Near real time detection of hazardous airborne substances

J. Leppert et al., Talanta, 2012, 101: 440–446

DOI: 10.1016/j.talanta.2012.09.056

In this paper, researchers led by Jan Leppert at the University of Bonn in Germany demonstrate the sensitivity of ALMSCO’s BenchTOF-dx TOF MS by detecting trace-level chemical warfare agents (CWAs) in air.

The exposure limits of many hazardous compounds are subject to downward revision as their biological effects become better understood, but none come close to the limits specified for CWAs, which can be as low as 10 ppt. This application therefore demands highly senstitive instrumentation, with the added requirement for a short cycle time to ensure rapid response to changing concentrations.

To address these challenges, Leppert’s group determined the limits of detection for five CWA simulants using fast GC and BenchTOF-dx, in conjunction with TT24-7, a continuous monitoring TD system from Markes International. Limits of detection for these simulants were estimated to be 20–150 pg, which the authors say is two to three orders of magnitude lower than that for a GC used with a full-scan quadrupole MS. In addition, they were able to detect trace concentrations of real CWAs, including sarin, sulfur mustard in diesel, lewisite under humid conditions, and VX.

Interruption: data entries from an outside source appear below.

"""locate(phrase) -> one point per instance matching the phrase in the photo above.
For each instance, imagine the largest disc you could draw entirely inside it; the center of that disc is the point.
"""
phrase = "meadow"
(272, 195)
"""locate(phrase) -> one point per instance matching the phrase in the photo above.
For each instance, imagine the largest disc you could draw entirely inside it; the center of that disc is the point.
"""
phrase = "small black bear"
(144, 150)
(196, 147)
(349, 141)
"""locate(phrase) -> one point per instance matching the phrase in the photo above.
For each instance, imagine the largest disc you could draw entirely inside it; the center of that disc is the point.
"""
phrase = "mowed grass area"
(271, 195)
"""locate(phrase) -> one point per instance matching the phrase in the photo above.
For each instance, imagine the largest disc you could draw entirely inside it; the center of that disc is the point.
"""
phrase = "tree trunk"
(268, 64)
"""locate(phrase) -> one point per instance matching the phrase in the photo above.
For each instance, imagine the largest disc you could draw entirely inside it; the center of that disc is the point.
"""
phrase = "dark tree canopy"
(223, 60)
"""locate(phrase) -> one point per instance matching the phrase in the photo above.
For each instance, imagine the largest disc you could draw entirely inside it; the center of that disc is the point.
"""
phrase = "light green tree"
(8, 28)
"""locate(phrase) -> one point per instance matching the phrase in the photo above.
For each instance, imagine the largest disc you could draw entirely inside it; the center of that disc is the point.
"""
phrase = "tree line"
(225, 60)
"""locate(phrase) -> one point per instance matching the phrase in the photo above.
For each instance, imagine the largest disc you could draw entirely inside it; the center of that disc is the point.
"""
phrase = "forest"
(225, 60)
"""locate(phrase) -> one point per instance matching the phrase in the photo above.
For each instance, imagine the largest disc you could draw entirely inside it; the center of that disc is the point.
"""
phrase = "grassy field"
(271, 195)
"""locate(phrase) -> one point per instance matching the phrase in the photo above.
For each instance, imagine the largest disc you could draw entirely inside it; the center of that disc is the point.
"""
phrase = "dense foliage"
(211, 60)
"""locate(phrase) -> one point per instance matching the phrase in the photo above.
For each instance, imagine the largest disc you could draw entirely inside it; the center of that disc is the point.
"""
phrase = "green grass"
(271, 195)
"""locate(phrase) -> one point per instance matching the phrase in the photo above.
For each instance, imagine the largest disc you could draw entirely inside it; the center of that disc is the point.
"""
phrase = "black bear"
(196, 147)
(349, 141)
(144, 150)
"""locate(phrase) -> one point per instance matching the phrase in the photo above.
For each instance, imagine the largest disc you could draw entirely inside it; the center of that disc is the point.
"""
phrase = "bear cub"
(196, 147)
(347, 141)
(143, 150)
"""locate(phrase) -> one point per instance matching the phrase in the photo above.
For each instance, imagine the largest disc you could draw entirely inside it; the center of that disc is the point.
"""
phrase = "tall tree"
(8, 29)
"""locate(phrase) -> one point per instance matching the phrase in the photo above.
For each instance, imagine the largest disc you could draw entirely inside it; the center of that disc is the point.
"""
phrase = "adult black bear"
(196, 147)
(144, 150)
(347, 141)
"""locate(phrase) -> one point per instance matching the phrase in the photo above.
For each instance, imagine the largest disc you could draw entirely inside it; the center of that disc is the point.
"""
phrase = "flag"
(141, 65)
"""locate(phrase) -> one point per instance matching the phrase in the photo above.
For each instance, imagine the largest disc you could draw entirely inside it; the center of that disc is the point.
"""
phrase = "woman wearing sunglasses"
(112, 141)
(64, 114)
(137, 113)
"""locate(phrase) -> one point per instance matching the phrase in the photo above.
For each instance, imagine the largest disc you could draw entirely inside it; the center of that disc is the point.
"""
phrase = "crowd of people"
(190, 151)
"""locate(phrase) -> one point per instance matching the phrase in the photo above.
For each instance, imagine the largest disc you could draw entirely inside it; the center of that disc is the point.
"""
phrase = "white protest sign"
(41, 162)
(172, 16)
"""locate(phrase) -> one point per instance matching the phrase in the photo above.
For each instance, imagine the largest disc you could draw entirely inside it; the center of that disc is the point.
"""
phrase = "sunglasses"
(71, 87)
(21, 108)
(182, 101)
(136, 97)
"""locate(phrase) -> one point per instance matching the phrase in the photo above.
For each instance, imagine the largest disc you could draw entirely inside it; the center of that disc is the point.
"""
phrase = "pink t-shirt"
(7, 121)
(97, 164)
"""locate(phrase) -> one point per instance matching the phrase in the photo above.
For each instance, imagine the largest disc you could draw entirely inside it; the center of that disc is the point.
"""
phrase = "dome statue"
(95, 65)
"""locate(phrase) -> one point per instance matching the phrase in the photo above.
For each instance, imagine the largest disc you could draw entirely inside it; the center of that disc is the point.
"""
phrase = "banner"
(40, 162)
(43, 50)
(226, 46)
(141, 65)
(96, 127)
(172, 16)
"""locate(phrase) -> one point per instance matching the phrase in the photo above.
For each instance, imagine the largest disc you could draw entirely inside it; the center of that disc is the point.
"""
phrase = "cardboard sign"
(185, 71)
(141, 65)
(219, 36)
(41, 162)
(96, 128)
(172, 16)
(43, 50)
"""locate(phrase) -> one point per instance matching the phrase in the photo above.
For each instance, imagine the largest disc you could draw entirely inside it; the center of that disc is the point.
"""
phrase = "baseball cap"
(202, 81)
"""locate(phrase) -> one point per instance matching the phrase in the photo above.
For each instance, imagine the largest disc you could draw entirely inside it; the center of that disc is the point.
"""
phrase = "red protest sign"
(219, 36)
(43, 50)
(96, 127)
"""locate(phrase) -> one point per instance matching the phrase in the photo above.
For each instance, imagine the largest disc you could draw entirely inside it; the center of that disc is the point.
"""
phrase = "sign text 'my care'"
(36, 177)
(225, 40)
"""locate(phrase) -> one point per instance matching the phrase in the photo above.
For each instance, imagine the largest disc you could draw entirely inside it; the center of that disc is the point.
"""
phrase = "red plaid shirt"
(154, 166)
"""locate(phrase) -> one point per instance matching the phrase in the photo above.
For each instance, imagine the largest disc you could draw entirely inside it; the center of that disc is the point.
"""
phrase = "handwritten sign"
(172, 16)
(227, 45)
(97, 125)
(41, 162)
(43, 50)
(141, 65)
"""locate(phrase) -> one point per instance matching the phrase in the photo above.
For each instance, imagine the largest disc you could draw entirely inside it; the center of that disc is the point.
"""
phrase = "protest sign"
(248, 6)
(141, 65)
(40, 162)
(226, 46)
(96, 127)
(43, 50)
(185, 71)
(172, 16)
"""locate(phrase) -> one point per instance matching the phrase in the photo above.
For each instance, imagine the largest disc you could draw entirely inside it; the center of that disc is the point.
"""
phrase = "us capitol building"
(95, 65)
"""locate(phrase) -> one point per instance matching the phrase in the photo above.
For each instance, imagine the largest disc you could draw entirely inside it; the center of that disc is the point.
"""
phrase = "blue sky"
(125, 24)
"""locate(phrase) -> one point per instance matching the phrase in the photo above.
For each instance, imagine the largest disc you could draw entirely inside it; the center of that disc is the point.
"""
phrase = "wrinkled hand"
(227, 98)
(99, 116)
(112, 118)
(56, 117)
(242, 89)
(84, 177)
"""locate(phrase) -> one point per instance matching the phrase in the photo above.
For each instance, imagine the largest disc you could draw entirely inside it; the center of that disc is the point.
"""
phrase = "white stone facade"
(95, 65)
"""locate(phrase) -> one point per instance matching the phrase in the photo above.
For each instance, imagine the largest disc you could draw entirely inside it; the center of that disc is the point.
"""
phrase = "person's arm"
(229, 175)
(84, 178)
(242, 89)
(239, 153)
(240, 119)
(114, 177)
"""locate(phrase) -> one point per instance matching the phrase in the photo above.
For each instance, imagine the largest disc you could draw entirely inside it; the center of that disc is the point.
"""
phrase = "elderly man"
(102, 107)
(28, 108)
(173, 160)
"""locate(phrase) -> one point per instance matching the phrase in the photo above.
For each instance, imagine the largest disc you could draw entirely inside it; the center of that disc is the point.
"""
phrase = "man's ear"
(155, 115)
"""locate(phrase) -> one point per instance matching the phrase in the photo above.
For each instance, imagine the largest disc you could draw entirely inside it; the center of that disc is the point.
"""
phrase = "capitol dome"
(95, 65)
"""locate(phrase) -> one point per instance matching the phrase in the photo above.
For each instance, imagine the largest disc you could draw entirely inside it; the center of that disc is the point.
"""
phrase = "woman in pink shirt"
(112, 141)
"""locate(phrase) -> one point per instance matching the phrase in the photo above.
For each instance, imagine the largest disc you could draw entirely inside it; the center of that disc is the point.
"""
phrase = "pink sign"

The authors point out that BenchTOF-dx produces ‘classical’ EI spectra without skew or bias, making them library-searchable and thus simplifying compound identification. Aiding the analysis in this case was TargetView software from ALMSCO, which was used to separate the chromatographic peaks and identify the target compounds.

Leppert says that “the combination of [thermal desorption] and the TOF MS results in a very sensitive detection system”. In addition, he says that the ability of the GC/TOF MS system to detect a wide range of hazardous substances could allow the application area to be extended further, to cover the detection of toxic industrial chemicals and drugs, or for spot-checking inspections of cargo containers.